C’est dans le cadre d’un atelier consacré à la protection et à l’encadrement psychologique des femmes et des personnes vulnérables, à la lutte contre les violences basées sur le genre ainsi qu’au renforcement de la cohésion sociale au Cameroun, que se tiennent, du 6 au 7 mai, les travaux à l’amphi 300 de l’Université de Yaoundé I, sous l’impulsion de Mme Chantal Biya, Première Dame du Cameroun et Ambassadrice de Bonne Volonté de l’UNESCO.
Dans un contexte national marqué par une recrudescence préoccupante des violences sociales, des comportements à risque et des dysfonctionnements sociaux multiformes, notamment en milieu jeune et universitaire, il devenait impératif de mettre en œuvre une réponse globale, intégrée, participative et durable, capable de traiter efficacement les causes profondes de ces dérives. Selon plusieurs données, près d’une femme sur deux est confrontée à des violences de diverses formes au cours de sa vie.
Une réponse globale face à une situation préoccupante.
Salle des Actes du Rectorat de UY1
Pour répondre efficacement à cette problématique, l’initiative portée par Mme Chantal Biya constitue un levier stratégique majeur. L’engagement constant de la Première Dame en faveur du bien-être social, de la promotion de la paix et du renforcement de la cohésion nationale vise à impulser, à grande échelle, des changements durables et responsables de comportements.

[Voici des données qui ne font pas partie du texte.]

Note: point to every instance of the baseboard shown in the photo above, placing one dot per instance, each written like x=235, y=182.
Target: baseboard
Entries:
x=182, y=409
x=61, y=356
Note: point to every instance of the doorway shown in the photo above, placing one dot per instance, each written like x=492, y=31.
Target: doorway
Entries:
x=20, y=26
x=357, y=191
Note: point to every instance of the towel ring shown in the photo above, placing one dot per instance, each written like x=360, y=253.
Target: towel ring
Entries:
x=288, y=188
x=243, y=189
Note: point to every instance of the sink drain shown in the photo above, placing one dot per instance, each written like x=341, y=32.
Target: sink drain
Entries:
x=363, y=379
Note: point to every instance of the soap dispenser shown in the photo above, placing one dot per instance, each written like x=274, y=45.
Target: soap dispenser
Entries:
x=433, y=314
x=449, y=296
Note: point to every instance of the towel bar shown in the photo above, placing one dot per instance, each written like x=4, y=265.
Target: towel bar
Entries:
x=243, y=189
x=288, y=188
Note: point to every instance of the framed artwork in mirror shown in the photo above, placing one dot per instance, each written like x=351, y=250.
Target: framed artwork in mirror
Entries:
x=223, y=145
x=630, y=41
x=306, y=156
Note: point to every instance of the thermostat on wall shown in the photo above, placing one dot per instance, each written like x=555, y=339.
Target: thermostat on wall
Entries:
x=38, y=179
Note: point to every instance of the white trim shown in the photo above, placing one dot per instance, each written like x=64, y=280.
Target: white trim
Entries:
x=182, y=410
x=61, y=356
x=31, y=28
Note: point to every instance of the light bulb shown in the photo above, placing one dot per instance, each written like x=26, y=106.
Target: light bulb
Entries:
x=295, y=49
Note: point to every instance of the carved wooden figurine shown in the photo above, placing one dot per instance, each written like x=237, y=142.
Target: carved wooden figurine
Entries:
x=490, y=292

Les objectifs de l’atelier
Cet atelier de deux jours réunit des acteurs institutionnels, universitaires, psychologues, ONG, organisations internationales et représentants de la société civile. L’objectif est de co-construire une stratégie globale, cohérente et opérationnelle afin de lutter durablement contre les violences et les déviances comportementales au Cameroun.
Photo de famille
Lestravaux portent notamment sur :la définition de stratégies de prévention et de gestion des violences ;l’élaboration de modules de formation adaptés aux différentes cibles ;l’identification de messages clés de sensibilisation ;la mise en place de mécanismes d’écoute, d’orientation et d’accompagnement psychosocial adaptés aux réalités socioculturelles locales.
Le soutien des autorités universitaires.
Dans son mot de bienvenue, le recteur de l’Université de Yaoundé I, le Pr Rémy Magloire Etoua, a salué la pertinence de cet atelier qui, selon lui, apporte une réponse appropriée à une situation préoccupante.« En effet, le vendredi 6 mars 2026, au Centre national de supervision du numérique universitaire, Monsieur le Ministre d’État, Ministre de l’Enseignement supérieur, et Madame le Ministre de la Promotion de la Femme et de la Famille, sous la houlette de Madame Chantal Biya, Première Dame et Ambassadrice de Bonne Volonté de l’UNESCO, en présence des vice-chanceliers et directeurs des onze universités d’État, ont procédé à la signature d’un accord de partenariat pour la protection et l’encadrement psychologique des femmes et des personnes vulnérables à travers les institutions universitaires », a-t-il déclaré.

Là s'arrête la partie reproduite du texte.